By Sandi Durell
It’s taken eighteen years for Wendy Scherl to get back in the saddle of singing, the impetus being her win as first runner up in the 2016 MetroStar search at the Metropolitan Room. Now that she’s an empty nester with a background and passion for the art, what could be a better time!
On May 11, the club held many of Wendy’s friends, family and cabaret folks in the audience to support her efforts on this very well constructed show and flow featuring songs from both the Great American Songbook up and thru more current additions, each with well-thought out arrangements.

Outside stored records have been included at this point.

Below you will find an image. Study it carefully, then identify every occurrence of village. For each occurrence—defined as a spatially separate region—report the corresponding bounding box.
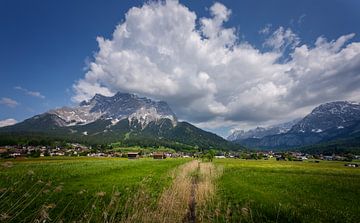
[0,143,360,162]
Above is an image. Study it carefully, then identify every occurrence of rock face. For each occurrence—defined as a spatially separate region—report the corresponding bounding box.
[0,93,232,149]
[227,119,301,141]
[290,101,360,133]
[231,101,360,148]
[48,92,177,128]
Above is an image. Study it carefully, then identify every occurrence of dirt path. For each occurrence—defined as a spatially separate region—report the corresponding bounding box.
[125,160,221,223]
[156,160,222,223]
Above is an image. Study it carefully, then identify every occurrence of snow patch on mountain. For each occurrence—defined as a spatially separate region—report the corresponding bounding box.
[47,92,177,128]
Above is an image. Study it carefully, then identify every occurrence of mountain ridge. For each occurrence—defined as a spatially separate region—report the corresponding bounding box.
[231,101,360,149]
[0,92,241,149]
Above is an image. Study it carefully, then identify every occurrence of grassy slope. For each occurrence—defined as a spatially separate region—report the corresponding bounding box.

She has a relatable persona that puts her audience immediately at ease.
Her purring vibrato ever present, Wendy opened with Irving Berlin’s upbeat “Sun in the Morning,” laying back with a bossa of nice inflections on Kern/Mercer’s “I’m Old Fashioned.”
It’s especially nice to hear a singer take the tried and true and make them her own with newly conceived arrangements to the credit of both her director Barry Kleinbort and her musical director Christopher Denny backed by fine musicians Rex Benincasa on drums and Bob Renino on bass.
When she performs ballads, such as “To Make You Feel My Love” or the nice paring of “The Way We Were/Niagara,” her sincerity comes through. She also has a notable penchant for comic/novelty that works well as evidenced in the old Dubin/Warren “Keep Young and Beautiful,” the clever David Yazbek’s “Lovesick” from Women on the Verge…Nervous Breakdown, and Jerry Herman’s “Wherever He Ain’t” from Mack & Mabel.
A mantra for all, is Sondheim’s “Move On” pared with Maltby/Shire’s “What You Know” and well connected to Kander & Ebb’s “Yes” . . . just say yes and keep exploring life . . . very obvious in what Wendy Scherl has in mind. Interesting inclusions is upbeat song of perspective – “Two Sides to Everything” (Moose Charlap/Elsie Simmons) countered by Rusty McGee’s sad and happy realities of a “New York Romance,” with its always profound impact.
Because Ms. Scherl is a fine storyteller it should allow her more freedom for intimate conversation with her audience whether speaking or singing which she could use to a greater extent, realizing that elongated notes at the end of most songs don’t necessarily make a point – even with a lovely voice.
My big distraction, however, came from the loud whistler in the room whose enthusiasm punctuated just about every song with ear-blasting noise.